(Host) The Vermont House has given its preliminary approval to legislation that supporters say will toughen penalties and expand the prosecution of sex offenders.
By a vote of 77-59, the House rejected an effort to include a civil commitment provision in the legislation.
VPR’s Bob Kinzel reports:
(Kinzel) There was very little debate over the merits of the basic legislation being proposed by the House Judiciary committee.
The bill increases minimum sentences for people convicted of sexual assault and includes a life sentence for these crimes. This allows the state to keep dangerous criminals in jail indefinitely if they don’t participate in treatment programs, violate conditions of their release or if they’re judged to be a high risk to public safety.
The legislation also expands special investigative units throughout the state, increases prevention efforts and makes treatment programs available to virtually all sex offenders.
House Judiciary chairman Bill Lippert said the bill is a comprehensive approach to a difficult issue.
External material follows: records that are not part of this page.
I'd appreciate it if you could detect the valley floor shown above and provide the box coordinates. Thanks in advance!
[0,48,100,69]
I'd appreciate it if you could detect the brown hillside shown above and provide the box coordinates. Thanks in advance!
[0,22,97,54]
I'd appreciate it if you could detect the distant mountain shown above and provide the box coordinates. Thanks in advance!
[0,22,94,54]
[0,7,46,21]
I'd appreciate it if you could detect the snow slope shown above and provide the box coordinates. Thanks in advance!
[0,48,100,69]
(Lippert) “We truly believe when you hear these proposals and you adopt these proposals Vermont will be set on a new path to ending sexual violence in the state of Vermont. These proposals are comprehensive they prepare us for a new day in ending sexual violence.”
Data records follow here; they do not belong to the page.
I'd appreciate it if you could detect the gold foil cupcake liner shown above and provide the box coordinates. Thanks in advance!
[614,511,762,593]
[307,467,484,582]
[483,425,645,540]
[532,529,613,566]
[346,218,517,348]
(Kinzel) The real debate came over an amendment that would allow the state to keep people, who are currently in jail, in custody after their sentence is over, if the person is deemed to pose a significant risk to public safety. It’s a process known as civil commitment.
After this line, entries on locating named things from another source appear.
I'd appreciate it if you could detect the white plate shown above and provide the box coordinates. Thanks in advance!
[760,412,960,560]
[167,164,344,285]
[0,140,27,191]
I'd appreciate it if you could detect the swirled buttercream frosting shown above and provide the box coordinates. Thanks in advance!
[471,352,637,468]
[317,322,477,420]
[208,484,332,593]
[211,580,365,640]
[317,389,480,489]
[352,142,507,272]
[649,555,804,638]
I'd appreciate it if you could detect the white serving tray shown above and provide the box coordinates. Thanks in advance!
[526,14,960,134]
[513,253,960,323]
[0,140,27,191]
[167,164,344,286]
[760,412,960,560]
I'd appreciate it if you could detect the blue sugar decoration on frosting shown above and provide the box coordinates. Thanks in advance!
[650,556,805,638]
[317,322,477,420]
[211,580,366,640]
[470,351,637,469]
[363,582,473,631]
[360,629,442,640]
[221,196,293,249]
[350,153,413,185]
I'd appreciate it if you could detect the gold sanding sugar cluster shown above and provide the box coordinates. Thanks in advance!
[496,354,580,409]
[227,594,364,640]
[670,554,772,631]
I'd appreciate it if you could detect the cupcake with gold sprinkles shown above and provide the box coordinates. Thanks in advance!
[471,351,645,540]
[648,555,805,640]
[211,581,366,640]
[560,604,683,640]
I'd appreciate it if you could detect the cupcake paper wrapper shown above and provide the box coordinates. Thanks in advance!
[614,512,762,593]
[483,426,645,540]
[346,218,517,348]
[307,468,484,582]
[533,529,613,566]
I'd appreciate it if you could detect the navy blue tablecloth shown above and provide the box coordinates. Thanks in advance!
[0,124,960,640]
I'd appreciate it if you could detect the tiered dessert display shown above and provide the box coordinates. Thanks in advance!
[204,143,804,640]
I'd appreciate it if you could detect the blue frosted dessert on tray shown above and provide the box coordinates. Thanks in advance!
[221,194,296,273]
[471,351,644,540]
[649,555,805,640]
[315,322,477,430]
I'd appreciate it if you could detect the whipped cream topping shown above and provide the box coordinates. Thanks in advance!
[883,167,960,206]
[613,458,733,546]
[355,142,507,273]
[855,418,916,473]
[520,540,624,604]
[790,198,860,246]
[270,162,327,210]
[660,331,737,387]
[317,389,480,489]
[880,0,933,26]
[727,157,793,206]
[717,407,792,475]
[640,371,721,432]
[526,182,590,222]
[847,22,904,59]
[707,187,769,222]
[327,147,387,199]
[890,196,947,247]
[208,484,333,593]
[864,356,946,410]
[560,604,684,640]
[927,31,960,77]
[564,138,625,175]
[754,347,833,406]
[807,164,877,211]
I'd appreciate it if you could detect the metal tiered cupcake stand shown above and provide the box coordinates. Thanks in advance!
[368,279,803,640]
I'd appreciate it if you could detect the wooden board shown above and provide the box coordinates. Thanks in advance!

Rutland Rep. Tom DePoy is the sponsor of the amendment. He says the original bill doesn’t go far enough to protect the public:
(DePoy) “It doesn’t address the violent sex offenders scheduled to be released into one of our communities in this state in a few short years of the future. And I’ve heard of no alternate proposal that would deal with these people. Do you want these guys going into your community with just a warning?”
(Kinzel) Opponents of the amendment argued the plan was an effort to keep people in jail for a crime that they might commit in the future. Northfield Rep. Ann Donahue:
(Donahue) “This is simply about what is right and wrong for us here in Vermont. Imprisoning someone on the basis of the fears of a crime they might commit in the future assaults the very essence of our commitment to a just society. This is wrong. I urge you to vote your conscience on our fundamental rights in free nation, established more than 200 years ago not to react to a public fear of the day.”
(Kinzel) The measure will now come up final approval in the House on Wednesday.
For Vermont Public Radio I’m Bob Kinzel in Montpelier.